Just getting into the theme park has also outpaced inflation. Over the past ten years, the price of admission has doubled.
The price gouging and corporate profit taking at Disney is obscene. And this similar corporate strategy across America has a long term cost on our basic humanity. The U.S. labor force is perpetually on edge. The U.S. treasury keeps being treated as a trough for the billionaire class. And the gulf is getting wider between those who make governmental and business decisions and those who endure them.
Trust, that fragile and necessary lubricant of any functioning society, is evaporating. Cynicism is rushing in to take its place.
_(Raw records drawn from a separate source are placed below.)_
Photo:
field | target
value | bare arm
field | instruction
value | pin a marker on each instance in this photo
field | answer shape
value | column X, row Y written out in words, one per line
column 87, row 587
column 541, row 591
And still the show goes on, brighter than ever, the music louder, the costumes more extravagant. One is reminded of that famous Disney commercial with the music of “When you wish upon a star,” in which a grinning victorious NFL star is asked, “You’ve just won the Super Bowl—where are you going next?” The answer, delivered with rehearsed jubilation, is always the same: “I’m going to Disney World.”
Today, in this era of unabashed greed, the question and answer should be altered. “Corporate CEO, you’ve just shed a thousand workers, paid no taxes, and secured yourself a king’s ransom—where are you going next?” The answer, stripped of its confetti, would be just as predictable: “straight to the bank, by way of Disney World.”













The greed is appalling…
This is some very sad and frightening stuff. Of course, Disney holds a special place in most hearts. Whether it's a favorite movie, beloved character or dear memory, Disney has touched most of us. That is why the points you make pack such an impact. You've used Disney as the representative "big business" that's essentially screwing us so it hits home.
Just how much money does anyone really need? These numbers are obscene. No one earns or deserves these insane amounts of money - no one. Especially with so much need in the world. And these people will never have enough. They will always lust for more, and do whatever immoral deeds are necessary to acquire it. Makes me wonder if they even think about the fact that in doing so, they have sold their souls.